Feeling rubbish

LucyLou

Silver Member
I don't really feel like I'm doing so great. Just a bit sad/tearful. I haven't brushed my hair properly since last sat and my friend has said she'll help me sort it but I feel embarrassed 😔 it's a bit if a mess. I don't know if it's knowing I don't have a session this week that has made me feel worse, she only told me last tues that we wouldn't be speaking this week and I guess a weeks notice is reasonable but it's rubbish. I hate missing a session. My head is on one, you know when you just have all the rubbish there all the time. If it's not me thinking about all the things I don't want to, I replay situations and conversations constantly and it's more the conversations I have with my therapist, I can distract myself through the day and how I've come across/if she believes me (my issues, it's not her)....I'll mostly sleep and sometimes music. It's worse at night, when everything is quiet. This isn't fair. I didn't want any of this sh*t 😭
 
I don't really feel like I'm doing so great. Just a bit sad/tearful. I haven't brushed my hair properly since last sat and my friend has said she'll help me sort it but I feel embarrassed 😔 it's a bit if a mess. I don't know if it's knowing I don't have a session this week that has made me feel worse, she only told me last tues that we wouldn't be speaking this week and I guess a weeks notice is reasonable but it's rubbish. I hate missing a session. My head is on one, you know when you just have all the rubbish there all the time. If it's not me thinking about all the things I don't want to, I replay situations and conversations constantly and it's more the conversations I have with my therapist, I can distract myself through the day and how I've come across/if she believes me (my issues, it's not her)....I'll mostly sleep and sometimes music. It's worse at night, when everything is quiet. This isn't fair. I didn't want any of this sh*t 😭
If you can, let your friend help. I had a friend over last weekend, she helped me clean my windows, and it was hard for me. I was embarrassed. She doesn’t understand my trauma, my sadness and loneliness, but she also told me, she wanted to help me because she cares about me. We talked too and she said something interesting. She sees me as a completely normal human, the differences between us are that I feel my feelings 5 times more than she does and there is nothing wring with me. She and I grew closer when I let her see the side of me I hide. It felt scary and yet I felt much better to be able to be myself, with all my insecurities Be nice to yourself, no it isn’t your fault, no-one would choose to feel awful. Unfortunately, only we have the power to get out of it. Therapists are very helpful, I got lucky after 40 years I found a good one, he helps guide me to myself and shows me new perspectives. I am rooting for you…. BTW messy hair sometimes looks great 🧚‍♂️🙏
 
Please be kind to yourself and take EXTRA care of yourself, like caring for a child but the child is you and you are the parent. Maybe this can be a discussion with your therapist when you next see them, that you feel this way when you miss a session. Your therapist can give you tips on how to cope.
 
I used to get so anxious leading up to a session—overthinking every possible way it could go—then never wanted it to end when I was actually in it. And yet, no session ever turned out the way I stressed over.

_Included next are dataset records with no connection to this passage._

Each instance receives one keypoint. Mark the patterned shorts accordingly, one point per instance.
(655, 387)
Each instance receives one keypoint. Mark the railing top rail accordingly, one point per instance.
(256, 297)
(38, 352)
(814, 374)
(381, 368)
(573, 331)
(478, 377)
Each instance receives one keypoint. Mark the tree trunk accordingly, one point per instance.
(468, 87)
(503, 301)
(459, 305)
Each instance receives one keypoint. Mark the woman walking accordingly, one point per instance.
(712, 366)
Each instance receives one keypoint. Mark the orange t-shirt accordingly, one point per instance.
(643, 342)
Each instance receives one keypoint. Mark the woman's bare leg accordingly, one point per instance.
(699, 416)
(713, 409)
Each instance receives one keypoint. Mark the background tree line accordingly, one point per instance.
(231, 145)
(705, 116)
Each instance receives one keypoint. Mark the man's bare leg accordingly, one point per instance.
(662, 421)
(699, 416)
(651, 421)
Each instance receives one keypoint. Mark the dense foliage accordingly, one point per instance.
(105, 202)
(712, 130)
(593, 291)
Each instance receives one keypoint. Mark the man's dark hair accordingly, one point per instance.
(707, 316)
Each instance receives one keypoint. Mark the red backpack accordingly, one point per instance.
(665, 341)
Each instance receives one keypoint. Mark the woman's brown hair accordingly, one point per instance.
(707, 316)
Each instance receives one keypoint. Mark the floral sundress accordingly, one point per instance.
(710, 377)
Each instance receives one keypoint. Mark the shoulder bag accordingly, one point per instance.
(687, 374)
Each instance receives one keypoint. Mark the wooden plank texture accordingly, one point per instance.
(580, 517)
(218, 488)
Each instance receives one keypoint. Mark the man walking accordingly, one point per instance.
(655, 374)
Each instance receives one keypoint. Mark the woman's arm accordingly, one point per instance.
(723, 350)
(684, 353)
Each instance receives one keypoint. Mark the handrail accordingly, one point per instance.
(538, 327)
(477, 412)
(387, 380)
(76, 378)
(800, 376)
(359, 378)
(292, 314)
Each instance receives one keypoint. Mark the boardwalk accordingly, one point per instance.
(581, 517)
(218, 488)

Missing a session can be tough, and I know for me, sometimes it was also a form of avoidance. Like part of me wanted the break, but another part felt unmoored without it. It’s hard when you have all these thoughts building up with nowhere to put them.

If you can, let your friend help. I know how embarrassing it can feel, but sometimes letting people in—even in small ways—can remind us that we’re still connected, even when it doesn’t feel like it.